Działacz ze sztabu Trzaskowskiego: - W maju na spotkaniu ze Związkiem Powstańców Warszawskich Rafał potwierdził, że będzie kontynuował ten projekt. Wspierał go od samego początku. Głosował 11 stycznia za poprawką w tej sprawie, Jaki na głosowanie nie przyszedł.
Budowę Domu Powstańca - mimo inicjatywy podjętej przez radę m. st. Warszawa - zapowiedział na wtorkowej konferencji prasowej sam Patryk Jaki. - Samorząd, władze Warszawy, mają szczególne zobowiązanie wobec Powstańców Warszawskich, tego dziedzictwa, tych wartości, które władze Warszawy powinny ze sobą nieść. Dlatego chciałem podjąć zobowiązanie, że tak szybko, jak to tylko możliwe, zbuduję, stworzę Dom Powstańca, w którym nasi bohaterowie będą mogli liczyć na kompleksową obsługę - mówi kandydat PiS na prezydenta stolicy.

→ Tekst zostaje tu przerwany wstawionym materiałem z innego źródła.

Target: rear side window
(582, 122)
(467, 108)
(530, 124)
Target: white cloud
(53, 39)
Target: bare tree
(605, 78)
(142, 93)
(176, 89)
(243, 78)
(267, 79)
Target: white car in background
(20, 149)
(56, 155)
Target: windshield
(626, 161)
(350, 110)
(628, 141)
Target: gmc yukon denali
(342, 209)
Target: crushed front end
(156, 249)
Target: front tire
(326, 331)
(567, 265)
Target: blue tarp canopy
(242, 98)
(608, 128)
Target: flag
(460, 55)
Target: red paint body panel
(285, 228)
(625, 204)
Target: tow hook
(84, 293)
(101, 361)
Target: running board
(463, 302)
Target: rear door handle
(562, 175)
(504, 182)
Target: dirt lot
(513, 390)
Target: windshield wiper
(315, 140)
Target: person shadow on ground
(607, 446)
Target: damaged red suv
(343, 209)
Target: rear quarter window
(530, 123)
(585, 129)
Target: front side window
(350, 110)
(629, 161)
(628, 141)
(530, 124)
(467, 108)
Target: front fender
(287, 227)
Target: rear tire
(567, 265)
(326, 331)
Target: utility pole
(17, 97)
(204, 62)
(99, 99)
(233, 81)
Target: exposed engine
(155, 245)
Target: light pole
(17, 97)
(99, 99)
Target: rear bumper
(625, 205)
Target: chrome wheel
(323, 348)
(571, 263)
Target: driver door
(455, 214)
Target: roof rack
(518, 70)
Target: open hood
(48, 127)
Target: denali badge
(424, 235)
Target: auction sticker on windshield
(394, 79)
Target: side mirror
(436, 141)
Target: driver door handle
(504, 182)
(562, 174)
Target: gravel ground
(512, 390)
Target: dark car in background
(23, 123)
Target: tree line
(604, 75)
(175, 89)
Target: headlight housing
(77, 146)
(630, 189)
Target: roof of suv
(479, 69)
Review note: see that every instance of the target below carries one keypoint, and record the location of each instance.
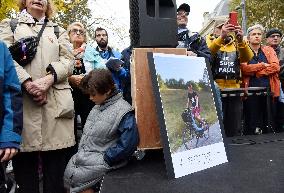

Do zarzutów Szczerby Jaki odnosi się w rozmowie z WP: - Budowa Domu Powstańca leży w gestii władz miasta, nie rządu. Stawiając mi tak absurdalne zarzuty, rządząca w Warszawie Platforma de facto przyznaje się, że przez 12 lat nic w tej sprawie nie zrobiła. Ja zrobię - mówi nam wiceminister sprawiedliwości.
- Kandydat Jaki chce zrobić coś, co już powstaje. Dzięki nam! - kontrują politycy Platformy.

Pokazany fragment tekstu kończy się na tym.